Zum Schluss noch ein Happy-End-Geschichtlein: Gestern bei Ankunft lag da der Pass unserer Reisegenossin, die sich den Pass mit den Visa nachschicken lassen musste. Normalerweise ist das kein Problem, wer hätte schon gedacht, dass ein Vulkan in Island die gesamte Luftfahrt lahmlegt. Die Luftfahrt läuft wieder und so kam gestern auch der letzte Pass angeflogen. Juhui, die Reise kann für alle weitergehen.

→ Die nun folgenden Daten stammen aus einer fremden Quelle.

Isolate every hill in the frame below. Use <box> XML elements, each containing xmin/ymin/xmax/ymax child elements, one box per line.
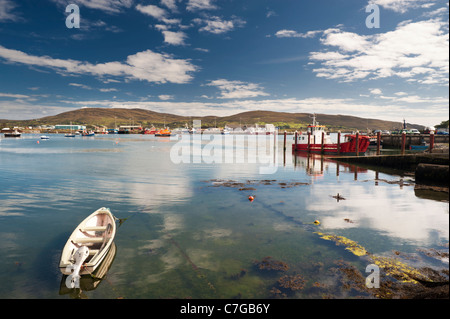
<box><xmin>0</xmin><ymin>107</ymin><xmax>424</xmax><ymax>132</ymax></box>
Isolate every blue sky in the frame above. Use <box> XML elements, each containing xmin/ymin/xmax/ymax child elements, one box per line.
<box><xmin>0</xmin><ymin>0</ymin><xmax>448</xmax><ymax>126</ymax></box>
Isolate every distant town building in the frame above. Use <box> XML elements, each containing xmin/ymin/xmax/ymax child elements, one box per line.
<box><xmin>54</xmin><ymin>124</ymin><xmax>86</xmax><ymax>130</ymax></box>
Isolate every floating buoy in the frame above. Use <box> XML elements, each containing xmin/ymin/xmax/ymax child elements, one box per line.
<box><xmin>37</xmin><ymin>140</ymin><xmax>40</xmax><ymax>144</ymax></box>
<box><xmin>313</xmin><ymin>220</ymin><xmax>320</xmax><ymax>225</ymax></box>
<box><xmin>248</xmin><ymin>195</ymin><xmax>254</xmax><ymax>202</ymax></box>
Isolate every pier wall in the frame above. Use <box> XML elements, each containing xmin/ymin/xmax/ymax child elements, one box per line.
<box><xmin>415</xmin><ymin>163</ymin><xmax>449</xmax><ymax>186</ymax></box>
<box><xmin>329</xmin><ymin>153</ymin><xmax>449</xmax><ymax>171</ymax></box>
<box><xmin>381</xmin><ymin>134</ymin><xmax>449</xmax><ymax>148</ymax></box>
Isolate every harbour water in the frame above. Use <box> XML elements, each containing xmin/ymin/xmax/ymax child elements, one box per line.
<box><xmin>0</xmin><ymin>134</ymin><xmax>448</xmax><ymax>299</ymax></box>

Das wär’s für heute, ich grüße Euch alle ganz herzlich vom Fusse des Ararat, er hat sich uns heute nach dem Frühstück zum ersten Mal gezeigt – eine absolute Wucht.

Heidi Bisang

(Anmerkung der Blogmasterin: Heidi ist Schweizerin und sie hat mich gebeten, die „Helvetismen“ aus ihrem Blogbeitrag zu tilgen. Bis auf zwei hierzulande wirklich unbekannte Begriffe habe ich das nicht getan. Und das ist gut so. Was hätten wir denn im Hochdeutschen so anschaulichen Wörtern wie „Stehbrünzlikurs“ entgegenzusetzen??? Na also! Ich liebe diese Sprache. Und ihr LeserInnen hoffentlich auch ;-).)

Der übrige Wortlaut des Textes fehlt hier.